Gebäudesanierung: Hausbesitzer müssen weiter auf Steuerbonus warten

Politik

15.12.2011 Autor: Kategorie: Immobilien Nachrichten

Der Vermittlungsausschuss von Bundestag und Bundesrat hat sich auch bei der gestrigen Beratung zur steuerlichen Förderung von Gebäudesanierungen nicht einigen können.

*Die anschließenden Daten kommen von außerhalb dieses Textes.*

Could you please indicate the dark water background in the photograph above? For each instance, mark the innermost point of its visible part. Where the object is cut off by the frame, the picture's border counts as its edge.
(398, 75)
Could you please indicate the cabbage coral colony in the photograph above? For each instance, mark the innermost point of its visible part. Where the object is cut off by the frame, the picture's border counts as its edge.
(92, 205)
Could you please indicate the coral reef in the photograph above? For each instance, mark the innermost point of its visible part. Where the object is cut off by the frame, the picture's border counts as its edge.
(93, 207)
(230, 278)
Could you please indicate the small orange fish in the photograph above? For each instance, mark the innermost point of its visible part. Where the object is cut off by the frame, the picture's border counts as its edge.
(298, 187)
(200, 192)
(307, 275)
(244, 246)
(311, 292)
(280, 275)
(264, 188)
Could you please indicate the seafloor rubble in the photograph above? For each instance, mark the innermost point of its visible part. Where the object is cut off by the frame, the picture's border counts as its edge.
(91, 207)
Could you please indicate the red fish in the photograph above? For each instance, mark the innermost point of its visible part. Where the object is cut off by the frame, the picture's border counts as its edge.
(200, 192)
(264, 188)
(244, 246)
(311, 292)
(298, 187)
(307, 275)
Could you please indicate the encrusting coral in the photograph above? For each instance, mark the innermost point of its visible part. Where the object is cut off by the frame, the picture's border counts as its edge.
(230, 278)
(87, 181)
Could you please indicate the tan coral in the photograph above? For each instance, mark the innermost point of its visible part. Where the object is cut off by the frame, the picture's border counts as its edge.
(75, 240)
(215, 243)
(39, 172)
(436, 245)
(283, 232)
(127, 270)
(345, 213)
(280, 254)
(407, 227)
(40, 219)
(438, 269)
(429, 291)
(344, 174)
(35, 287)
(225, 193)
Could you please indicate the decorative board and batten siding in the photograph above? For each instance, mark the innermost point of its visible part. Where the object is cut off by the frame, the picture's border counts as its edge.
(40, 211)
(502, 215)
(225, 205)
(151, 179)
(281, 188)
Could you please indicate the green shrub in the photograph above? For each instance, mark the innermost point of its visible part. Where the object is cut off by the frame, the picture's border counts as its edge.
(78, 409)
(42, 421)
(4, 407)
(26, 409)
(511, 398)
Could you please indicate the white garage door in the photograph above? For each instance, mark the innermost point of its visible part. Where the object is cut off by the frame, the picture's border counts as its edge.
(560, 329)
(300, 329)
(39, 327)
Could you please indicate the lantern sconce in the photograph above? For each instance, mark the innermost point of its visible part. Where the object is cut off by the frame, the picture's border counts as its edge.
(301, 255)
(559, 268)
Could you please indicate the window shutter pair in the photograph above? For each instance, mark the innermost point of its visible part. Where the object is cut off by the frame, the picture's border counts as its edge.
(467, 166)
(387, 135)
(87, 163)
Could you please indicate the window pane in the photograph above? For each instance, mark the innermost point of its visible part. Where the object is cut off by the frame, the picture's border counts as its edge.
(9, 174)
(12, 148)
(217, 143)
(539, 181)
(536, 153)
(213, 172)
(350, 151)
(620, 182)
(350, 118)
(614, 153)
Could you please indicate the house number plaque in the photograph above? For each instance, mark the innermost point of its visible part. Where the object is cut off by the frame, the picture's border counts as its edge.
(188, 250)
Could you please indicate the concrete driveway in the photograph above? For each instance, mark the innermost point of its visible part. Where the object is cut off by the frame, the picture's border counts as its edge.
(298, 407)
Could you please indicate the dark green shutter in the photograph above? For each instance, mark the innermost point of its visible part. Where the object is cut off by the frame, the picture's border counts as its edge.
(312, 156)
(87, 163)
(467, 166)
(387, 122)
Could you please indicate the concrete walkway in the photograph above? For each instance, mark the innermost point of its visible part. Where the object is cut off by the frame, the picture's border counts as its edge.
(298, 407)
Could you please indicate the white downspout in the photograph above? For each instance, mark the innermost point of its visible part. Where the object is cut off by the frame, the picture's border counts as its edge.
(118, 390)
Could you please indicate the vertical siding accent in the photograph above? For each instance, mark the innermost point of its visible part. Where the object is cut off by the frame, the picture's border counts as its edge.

Der BFW Bundesverband Freier Immobilien- und Wohnungsunternehmen e.V. (BFW) reagiert mit Kopfschütteln über die mangelnde Entscheidungsfreudigkeit im Vermittlungsausschuss nachdem die zweite Chance für eine Einigung bei der energetischen Gebäudesanierung nicht genutzt wurde.

Die Hängepartie geht nun auch im neuen Jahr weiter und Hausbesitzer müssen weiter auf eine Einigung und damit auf einen Steuerbonus für Gebäudesanierungen warten. „Aus Sicht der Immobilienwirtschaft ist es unverständlich, warum Bund und Länder keine einvernehmliche Lösung finden. Die ehrgeizigen Klimaziele der Bundesregierung sind so keinesfalls zu schaffen“, kommentiert Ira von Cölln, Bundesgeschäftsführerin des BFW Bundesverband Freier Immobilien- und Wohnungsunternehmen e.V. die Vertagung im Vermittlungsausschuss. „Ohne verbesserte Abschreibungsmöglichkeiten gibt es keine wirtschaftlichen Anreize, energetisch zu sanieren“, so von Cölln weiter.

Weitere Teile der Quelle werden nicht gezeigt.